[comp.sys.ibm.pc] Problems with 1.44Mb 3.5in diskette drive

wales@valeria.cs.ucla.edu (04/01/89)

A few months ago, I installed a high-density (1.44Mb) 3.5" diskette
drive in my Taiwanese turbo XT clone.

For the most part, it works just fine.  Despite some warnings about
unreliability of such drives in PC's and XT's, I have had almost no
problems.  The drive passes Fastback Plus's "High DMA" test without
errors.

I have some Sony disks, and some Maxell disks.  When the system has
been on for a long time and has warmed up, a few of my disks (I think
they're all Sonys, but one or two might be Maxells) develop bad spots
in the last few cylinders.  The problem occurs *only* on the last two
or three cylinders of a diskette.  Frequently, only Track 79, Head 1
is affected.

If I clean the drive with a "wet" (alcohol/freon) cleaning diskette,
the bad spots go away (e.g., the diskette formats without errors) --
but after a couple of minutes the problem returns.  The surface of the
cleaning diskette is *not* visibly dirty after cleaning.

*NOT ALL* of my diskettes act this way.  For example, I have two spare
Sonys which give me trouble, but three spare Maxells that format 100%
error-free even when one of the Sonys has just shown a bad spot.

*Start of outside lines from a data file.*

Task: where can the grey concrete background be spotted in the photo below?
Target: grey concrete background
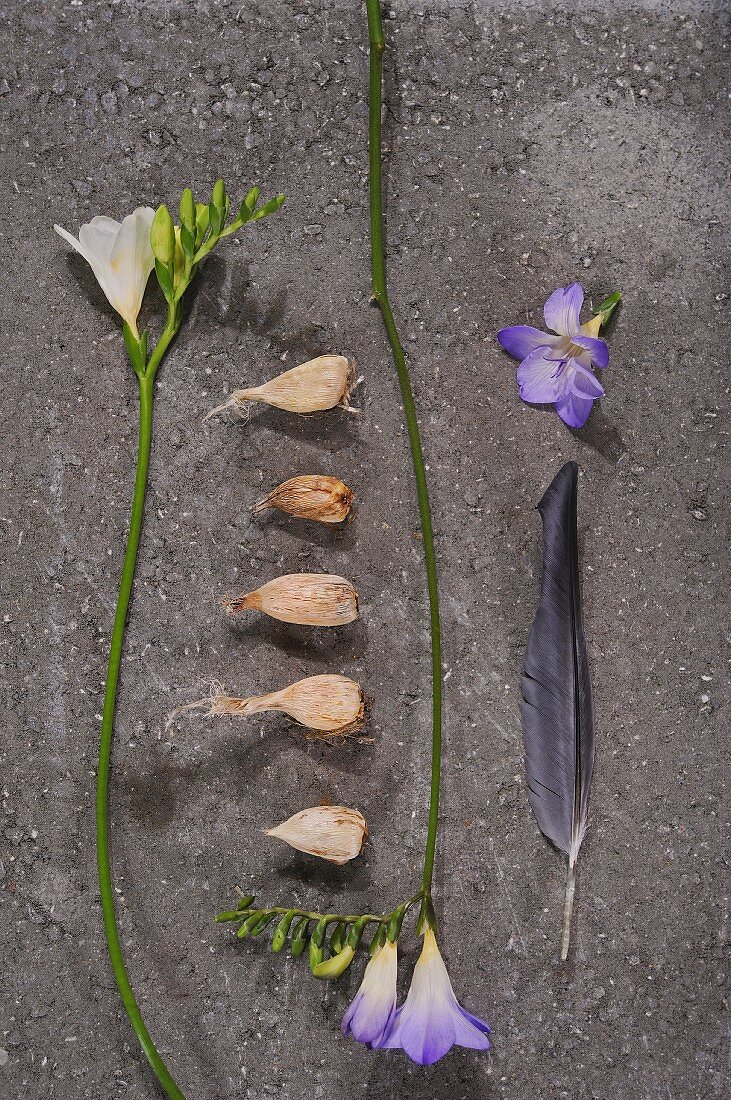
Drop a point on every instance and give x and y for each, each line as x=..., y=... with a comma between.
x=525, y=147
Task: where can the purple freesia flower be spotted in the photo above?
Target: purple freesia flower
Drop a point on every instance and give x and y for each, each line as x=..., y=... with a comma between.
x=557, y=367
x=431, y=1021
x=373, y=1008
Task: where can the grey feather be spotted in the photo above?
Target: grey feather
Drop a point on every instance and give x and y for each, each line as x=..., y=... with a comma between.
x=556, y=711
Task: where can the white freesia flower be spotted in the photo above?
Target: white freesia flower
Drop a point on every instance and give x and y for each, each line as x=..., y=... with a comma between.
x=121, y=257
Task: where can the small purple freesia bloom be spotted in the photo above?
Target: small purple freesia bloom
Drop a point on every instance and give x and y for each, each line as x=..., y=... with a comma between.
x=557, y=369
x=431, y=1021
x=373, y=1008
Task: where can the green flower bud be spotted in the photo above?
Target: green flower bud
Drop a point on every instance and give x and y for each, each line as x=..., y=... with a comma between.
x=317, y=939
x=356, y=932
x=280, y=933
x=262, y=923
x=218, y=195
x=162, y=235
x=201, y=222
x=338, y=938
x=299, y=937
x=335, y=966
x=251, y=921
x=188, y=210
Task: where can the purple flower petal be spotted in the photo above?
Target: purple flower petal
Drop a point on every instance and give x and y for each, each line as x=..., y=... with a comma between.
x=520, y=340
x=540, y=378
x=372, y=1011
x=471, y=1032
x=597, y=349
x=431, y=1021
x=583, y=383
x=574, y=410
x=563, y=308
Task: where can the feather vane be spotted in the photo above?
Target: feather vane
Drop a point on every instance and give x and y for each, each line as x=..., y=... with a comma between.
x=556, y=711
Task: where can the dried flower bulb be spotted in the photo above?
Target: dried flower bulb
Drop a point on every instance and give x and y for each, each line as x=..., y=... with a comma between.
x=329, y=704
x=307, y=598
x=310, y=496
x=332, y=833
x=314, y=386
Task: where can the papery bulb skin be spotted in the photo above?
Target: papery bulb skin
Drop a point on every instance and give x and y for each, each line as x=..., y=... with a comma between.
x=310, y=496
x=327, y=705
x=332, y=833
x=314, y=386
x=303, y=598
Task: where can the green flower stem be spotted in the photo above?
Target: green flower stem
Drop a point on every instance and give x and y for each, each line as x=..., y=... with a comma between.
x=146, y=394
x=241, y=914
x=379, y=296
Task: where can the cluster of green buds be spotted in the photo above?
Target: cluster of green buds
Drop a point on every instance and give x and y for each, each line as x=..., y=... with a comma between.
x=331, y=939
x=178, y=250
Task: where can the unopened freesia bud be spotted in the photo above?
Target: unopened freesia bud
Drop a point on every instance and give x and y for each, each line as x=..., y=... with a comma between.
x=332, y=833
x=314, y=386
x=307, y=598
x=310, y=496
x=188, y=210
x=162, y=235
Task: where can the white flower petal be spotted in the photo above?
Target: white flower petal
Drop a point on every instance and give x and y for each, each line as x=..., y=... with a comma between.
x=121, y=257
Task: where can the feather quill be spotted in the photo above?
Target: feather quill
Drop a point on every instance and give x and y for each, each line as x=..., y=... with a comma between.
x=556, y=711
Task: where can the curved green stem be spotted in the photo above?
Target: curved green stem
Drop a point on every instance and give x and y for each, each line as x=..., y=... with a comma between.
x=379, y=295
x=146, y=393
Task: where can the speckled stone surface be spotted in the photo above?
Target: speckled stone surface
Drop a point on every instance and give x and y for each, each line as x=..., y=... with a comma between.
x=525, y=147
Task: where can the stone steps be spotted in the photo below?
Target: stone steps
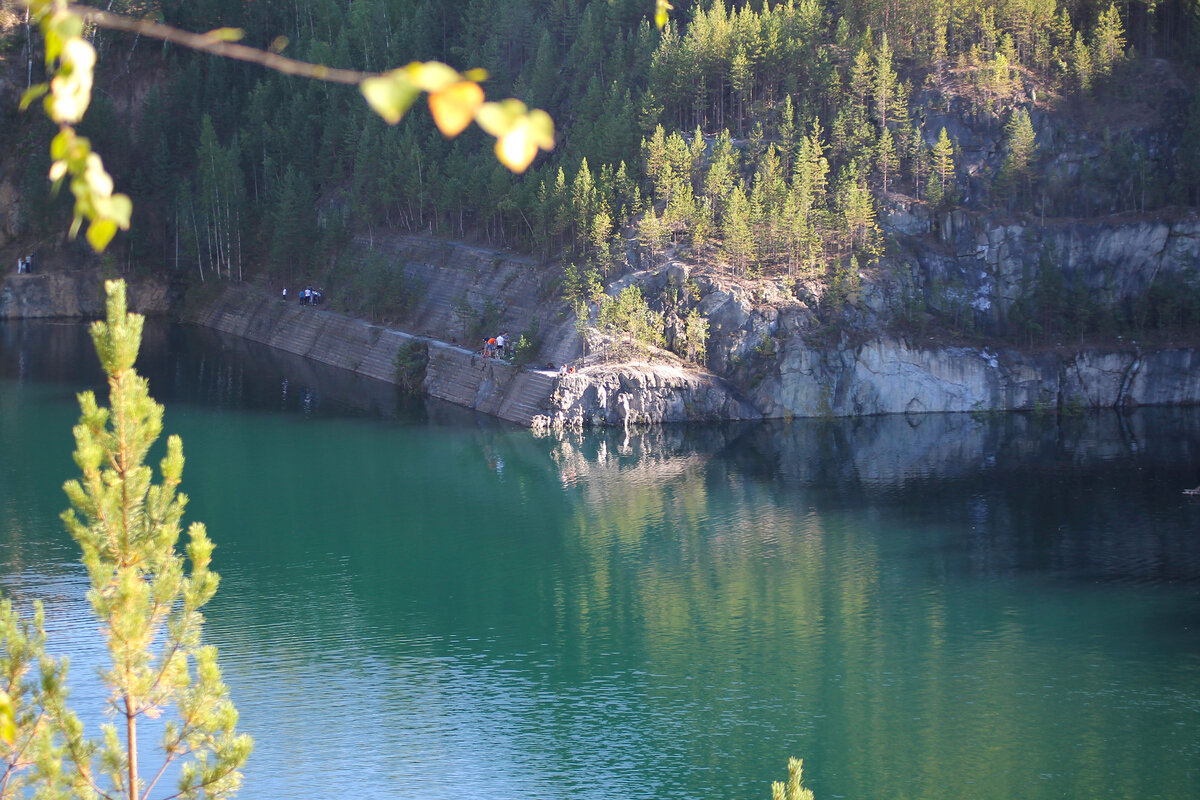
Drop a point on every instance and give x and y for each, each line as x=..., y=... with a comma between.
x=454, y=373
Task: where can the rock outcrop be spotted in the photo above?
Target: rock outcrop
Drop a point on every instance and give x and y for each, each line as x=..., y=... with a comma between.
x=72, y=295
x=641, y=394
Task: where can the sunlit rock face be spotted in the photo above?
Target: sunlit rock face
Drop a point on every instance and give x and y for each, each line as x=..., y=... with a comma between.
x=611, y=395
x=888, y=376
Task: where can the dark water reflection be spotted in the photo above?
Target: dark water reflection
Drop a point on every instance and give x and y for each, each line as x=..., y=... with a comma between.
x=420, y=602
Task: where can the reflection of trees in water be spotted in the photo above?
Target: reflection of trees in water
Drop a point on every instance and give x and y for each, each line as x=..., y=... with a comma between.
x=855, y=567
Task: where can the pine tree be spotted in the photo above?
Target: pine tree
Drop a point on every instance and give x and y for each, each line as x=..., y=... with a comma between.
x=148, y=605
x=1081, y=64
x=943, y=169
x=1020, y=144
x=885, y=84
x=1108, y=41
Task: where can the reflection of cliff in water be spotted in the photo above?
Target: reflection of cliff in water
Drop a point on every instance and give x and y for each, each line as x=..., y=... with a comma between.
x=1090, y=497
x=216, y=370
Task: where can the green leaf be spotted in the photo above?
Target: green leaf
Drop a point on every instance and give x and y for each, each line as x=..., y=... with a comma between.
x=390, y=95
x=7, y=723
x=100, y=233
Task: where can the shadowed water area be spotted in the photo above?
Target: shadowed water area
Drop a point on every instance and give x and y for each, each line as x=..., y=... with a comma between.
x=420, y=602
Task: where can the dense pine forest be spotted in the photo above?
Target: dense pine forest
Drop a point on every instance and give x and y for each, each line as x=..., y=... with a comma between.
x=762, y=136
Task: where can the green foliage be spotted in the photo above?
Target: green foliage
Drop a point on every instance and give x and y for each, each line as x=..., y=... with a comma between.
x=34, y=687
x=1020, y=146
x=478, y=324
x=527, y=344
x=147, y=597
x=695, y=332
x=942, y=180
x=409, y=366
x=795, y=787
x=629, y=314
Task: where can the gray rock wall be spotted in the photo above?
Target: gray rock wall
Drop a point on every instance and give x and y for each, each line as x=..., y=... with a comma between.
x=47, y=295
x=453, y=374
x=888, y=376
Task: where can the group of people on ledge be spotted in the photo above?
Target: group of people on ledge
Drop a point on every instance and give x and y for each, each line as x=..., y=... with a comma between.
x=309, y=296
x=493, y=347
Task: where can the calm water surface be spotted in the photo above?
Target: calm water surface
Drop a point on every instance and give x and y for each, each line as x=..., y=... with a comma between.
x=419, y=602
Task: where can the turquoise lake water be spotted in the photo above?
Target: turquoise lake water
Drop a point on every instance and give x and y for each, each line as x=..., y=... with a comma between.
x=420, y=602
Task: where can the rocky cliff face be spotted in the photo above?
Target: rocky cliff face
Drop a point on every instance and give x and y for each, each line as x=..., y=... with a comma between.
x=73, y=295
x=778, y=353
x=641, y=394
x=959, y=263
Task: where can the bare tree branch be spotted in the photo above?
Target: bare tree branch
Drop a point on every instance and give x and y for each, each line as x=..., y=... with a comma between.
x=215, y=46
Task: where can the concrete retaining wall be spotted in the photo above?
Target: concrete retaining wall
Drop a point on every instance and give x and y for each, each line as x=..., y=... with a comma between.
x=454, y=374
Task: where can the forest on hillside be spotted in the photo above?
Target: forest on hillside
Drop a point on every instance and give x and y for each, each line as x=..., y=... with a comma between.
x=762, y=133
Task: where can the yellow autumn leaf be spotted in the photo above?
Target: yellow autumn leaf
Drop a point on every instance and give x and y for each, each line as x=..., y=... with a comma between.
x=431, y=76
x=516, y=149
x=390, y=95
x=660, y=12
x=499, y=118
x=226, y=34
x=455, y=107
x=519, y=132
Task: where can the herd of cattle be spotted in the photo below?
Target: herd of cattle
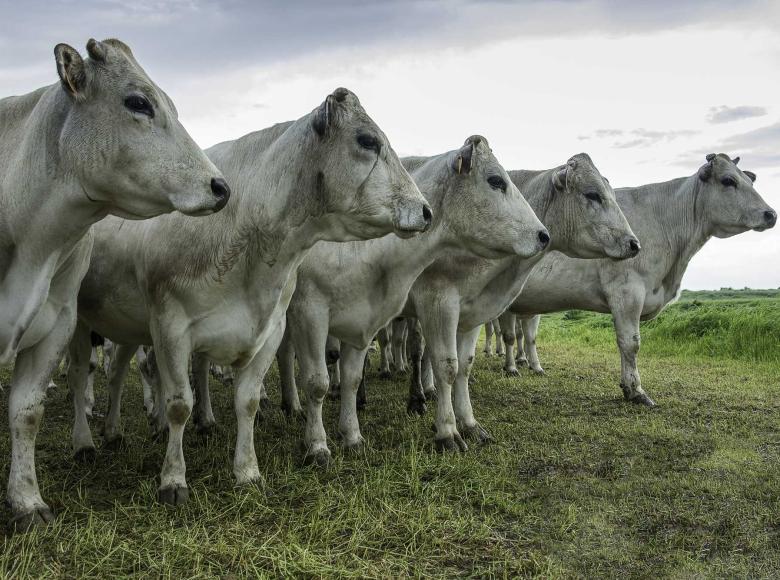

When my system is relatively cold (hasn't been on for very long), I
rarely if ever have any problems.  Only when the system is warmed up
does it act up.

I have installed an internal fan blowing at my floppy controller (as
well as my hard disk), but this doesn't seem to make any difference.
Since my system is mounted vertically ("tower" configuration), I also
drilled some extra holes on the bottom near the disks and mounted a fan
there to blow warm air *out* of the case; this also doesn't seem to
matter.  (I'm planning to try reversing this fan to suck air into the
top of the case, but I haven't gotten around to doing this yet.)

I can see three possibilities, but no real way to choose among them:

(1) The diskettes in question are genuinely marginal and experience
    problems when the drive is warm.  This might explain why only some
    diskettes exhibit problems -- and virtually all of them are of a
    single make.

(2) Something is going flaky in my diskette drive when it warms up;
    cleaning the heads cools them briefly, causing the problem to go
    away (but only for a while).

(3) My floppy controller is flaky (except this wouldn't seem to explain
    why cleaning the drive heads "fixes" the problem for a while).

Does anyone out there have any ideas or suggestions?

-- Rich Wales // UCLA Computer Science Department // +1 (213) 825-5683
   3531 Boelter Hall // Los Angeles, California 90024-1596 // USA
   wales@CS.UCLA.EDU      ...!(uunet,ucbvax,rutgers)!cs.ucla.edu!wales
"I couldn't read it because my parents forgot to pay the gravity bill."